The symptoms of food allergies can also be delayed, such as eczema. Coeliac disease is a delayed allergic reaction to gluten, a protein in wheat. It causes bloating, diarrhoea and stomach pains, and reduces the absorption of nutrients in food.

Symptoms of a serious allergic reaction, known as anaphylactic shock, include severe asthma and swelling of the tongue and throat causing problems with breathing, as well as a significant drop in blood pressure. If anaphylactic shock is not treated quickly, it can lead to death.

How Dangerous are Food Allergies?

Most food allergies, though, are mild and are unpleasant rather than dangerous.

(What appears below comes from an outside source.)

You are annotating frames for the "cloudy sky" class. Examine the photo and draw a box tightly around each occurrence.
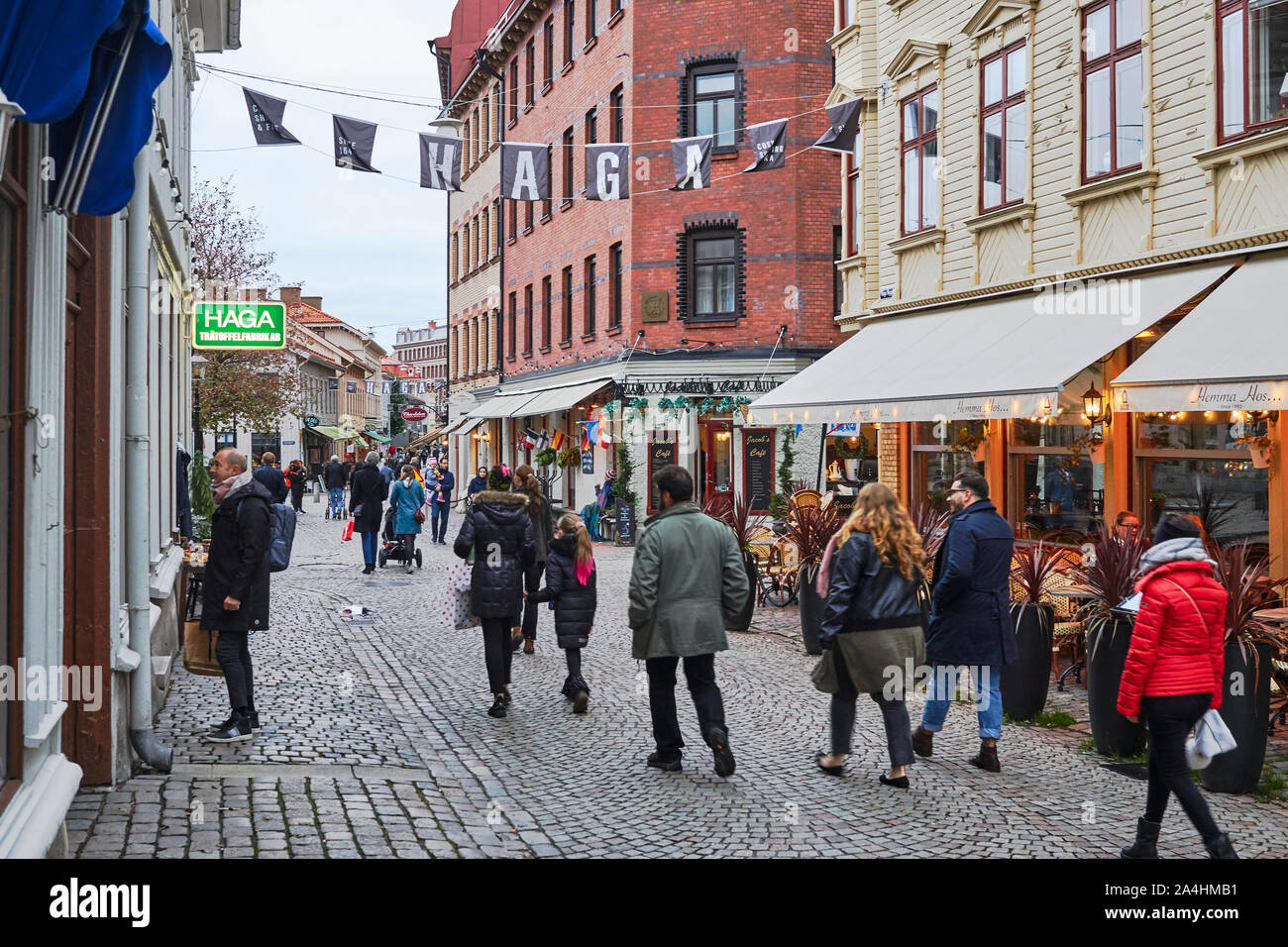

While anaphylactic shock is very serious, and is given a high profile by the media, it is very rare – children are at a much higher risk from asthma, or crossing the road.

Diagnosis and Treatment of Food Allergies

Diagnosis of food allergies includes descriptions of the symptoms, as well as results from oral challenges (eating a small amount of the particular food under the supervision of a doctor), skin prick tests (introducing a tiny amount of the food under skin and seeing if the skin becomes red and itchy) and blood tests (known as RAST – radioallergosorbent test).

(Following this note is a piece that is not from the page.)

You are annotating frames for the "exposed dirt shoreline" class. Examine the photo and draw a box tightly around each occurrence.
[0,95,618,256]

It is important that food allergies are properly diagnosed and monitored by a doctor, as over-the-counter tests may be unreliable. About 50% of adults who think they have a food allergy actually do not – only about 1% of the adult population, and 2-4% of children actually have food allergies, and some children will grow out of the allergies.

Mild allergic symptoms can be treated with over the counter antihistamines. The early stages of anaphylaxis can be treated using an adrenaline autoinjector (EpiPen).

Food allergies are usually treated by avoiding the food that causes the allergy, but in some cases they can be cured by gradual exposure to very small amount of the food that causes the allergic response to allow a tolerance to build up (this should only be done by a doctor).

What Can Parents Do?

It is important to check food ingredients lists carefully, and to make sure that the child and his or her friends (and their parents) understand that certain foods need to be avoided.